# Did you know tips weren't included?



## peasantgirl (Jul 7, 2015)

I'm so tired of hearing how I signed up for Uber knowing that tips weren't included, and how if I don't like it I should quit. 

For the record, I did NOT know tips weren't included. I reasonably assumed that, similar to a taxi driver, tips would be given. Anyone I ever spoke to who had used Uber, and any advertising I saw, backed this up. 

So I'm curious how many people here didn't know?


----------



## UberHammer (Dec 5, 2014)

WHAT?!?

You had to pass an exam that tests your knowledge of everything Uber with a grade of 98.7% or higher before Uber would activate you.... how can you possibly say you didn't know? Do you think Uber is just activating people willy nilly with the slight, ever so unlikely chance, that a driver may not be completely informed on something? That's just crazy talk. CRAZY I tell you.


----------



## peasantgirl (Jul 7, 2015)

UberHammer said:


> WHAT?!?
> 
> You had to pass an exam that tests your knowledge of everything Uber with a grade of 98.7% or higher before Uber would activate you.... how can you possibly say you didn't know? Do you think Uber is just activating people willy nilly with the slight, ever so unlikely chance, that a driver may not be completely informed on something? That's just crazy talk. CRAZY I tell you.


Hey, I passed that exam with 18% score! And Uber told me that was one of their highest scores!!


----------



## RainbowPlate (Jul 12, 2015)

So you quit after the first week, right?


----------



## peasantgirl (Jul 7, 2015)

RainbowPlate said:


> So you quit after the first week, right?


No, I don't give up that easy. I'm trying to find ways to educate pax, and ways to accept tips electronically.


----------



## Jam Val (May 14, 2015)

Over the Mother's Day weekend, I delivered 100 bouquets of flowers at $6 a pop. Not one tip was given. I learned not to expect anything which is why I almost cry when an uber passenger gives me a dollar.


----------



## LAuberX (Jun 3, 2014)

I watched the Uber video training when i first signed up... it shows how to take a tip... because it is NOT included.

You did watch all the videos right?


----------



## peasantgirl (Jul 7, 2015)

Jam Val said:


> Over the Mother's Day weekend, I delivered 100 bouquets of flowers at $6 a pop.

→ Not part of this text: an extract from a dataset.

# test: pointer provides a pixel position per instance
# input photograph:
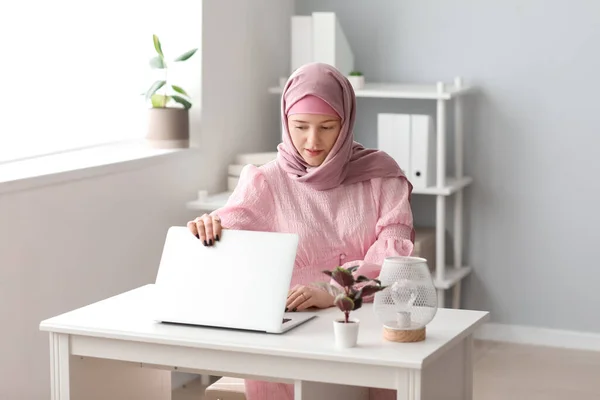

Not one tip was given. I learned not to expect anything which is why I almost cry when an uber passenger gives me a dollar.


I see your point but at the same time were you or customers told the tip was included?

To be fair, if you order a pizza you know it's coming and you know you're expected to tip. Otoh, the flower recipients did not ask you to bring them anything so it seems a little unfair to expect them to pay a gratuity for a service they didn't ask for. They probably assume the sender already tipped.

Here's the thing: in the service industry, certain positions have historically involved tips. Waitstaff, yes. Bus drivers, no. Pizza delivery, yes. McDonald's cashier, no. Cab drivers, yes. And so forth. It's acknowledged that a large portion of their income is from tips. It's not rocket science, and it's been this way for decades (centuries?). It's not a new concept for people to have to swallow. I don't think Uber pax would have had a problem AT ALL with tipping, especially if they could have done it through the app. But Travis had to ruin it for us, and I refuse to go down without a fight. If the pay was better I might let it slide, but it's not, and the fact that pax were lied to about it just burns me up. And I'm sure the policy is in the fine print somewhere but the shady way drivers are lured in("make $35/hour!!") pisses me off too.

I don't believe that Americans hate to tip. I personally enjoy tipping someone for good service. I hope it puts a smile on their face.

So, yeah, I could quit and just make room for another noob who would probably bend over willingly for Travis, or I can stick it out and beat him at his own game.


----------



## Jam Val (May 14, 2015)

peasantgirl All valid points. Why do we tip some and not the others? Who knows really. So like I said, I expect nothing (cause Travis said not to) and am over the moon if someone tips me.


----------



## UberHammer (Dec 5, 2014)

Jam Val said:


> peasantgirl All valid points. Why do we tip some and not the others? Who knows really. So like I said, I expect nothing (cause Travis said not to) and am over the moon if someone tips me.


Tipping has never been because the company the worker works for requires it. The very nature of a tip is that's is NOT required. Any payment that is required is a fee.

Which is why it's ridiculous that one of the reasons people love Uber is because it's Uber's policy that a tip is not required. It's EVERY company's policy that a tip is not required.

It's only in rare instances that a company makes it mandatory, like some restaurants make a customer pay a tip when it's a large party on one check. They do this because the server works fewer other tables, or even no other tables, in order to focus on the large party... and the company doesn't want the server to get screwed because the one person paying for the check is an asshole.

Tipping comes from social influences, not from company policies.


----------